In some embodiments, since WireGuard or other encryption method is a VPN protocol in tunnel encapsulation mode, the encapsulated portion can be removed after the header is removed, and the remaining data is encrypted message data of the original traffic data. Therefore, the preset clipping proportion can be set according to the actual situation to clip the message head of each encrypted message data packet in the message group.
In some embodiments, a preset exclusion ratio may be set to screen encrypted packet data packets in the packet group. For example, the preset exclusion ratio may be set to be 5%, and there are 100 encrypted packets in the packet group, so that the encrypted packets may be sorted from long to short or from short to long in the packet group according to the packet length, and then 5% of the total number of the encrypted packets in the group are removed at the head and the tail, that is, 5 encrypted packets are removed at the head and 5 encrypted packets are removed at the tail, so as to remove the maximum value and the minimum value, and eliminate the possibility that the abnormal value affects the classification result.
Step S302, dividing the added message length of each encrypted message data packet by the message number of the encrypted message data packet in the message group according to the message length of each encrypted message data packet after screening to obtain the average message length.
In some embodiments, after screening each encrypted packet in each packet, all the encrypted packets may be added to obtain a sum divided by the number of encrypted packets in the corresponding packet, so as to obtain an average packet length, so as to facilitate subsequent drawing of the segment image. In some embodiments, the average message length may be directly taken as the high of the group sub-images.
Step S303, comparing the reference length obtained by multiplying the average message length by the preset extraction ratio with the message length of each encrypted message data packet in the message group to obtain a comparison result.
In some embodiments, the preset extraction ratio is a ratio of valid bytes of each encrypted packet that can be adjusted. It can be understood that, in order to make the drawn fragment image remove the redundant portion, the fragment image is directly generated according to the effective portion, and the effective byte of the encrypted packet may be extracted by setting a preset extraction ratio. For example, the preset extraction ratio may be set to 60%, and then the average packet length may be multiplied by the reference length obtained by the preset extraction ratio, and compared with the packet length of each encrypted packet, so as to determine whether or not the encrypted packet may be completely extracted according to the reference length.
Step S304, determining the high of the sub-image of the message group according to the comparison result.

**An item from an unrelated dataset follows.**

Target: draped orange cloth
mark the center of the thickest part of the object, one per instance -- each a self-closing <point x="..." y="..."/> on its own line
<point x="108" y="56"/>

In some embodiments, if the comparison results indicate that the reference length is less than the message length of each encrypted message packet, the description may extract each encrypted message packet according to the reference length. If the comparison result represents that the reference length is greater than the message length of a certain encrypted message data packet, the condition that the byte length of the extracted encrypted message data packet is less than the reference length exists in extracting each encrypted message data packet according to the reference length is indicated, so that the drawing of a fragment image is affected, therefore, the message length of the encrypted message data packet with the shortest message length in the message group can be selected to be compared with the reference length, and the message length of the encrypted message data packet with the shortest message length is taken as the height of a sub-image of the message group if the reference length is greater than the message length of a certain encrypted message data packet, so that the extraction length of each encrypted message data packet in the message group is ensured to be equal.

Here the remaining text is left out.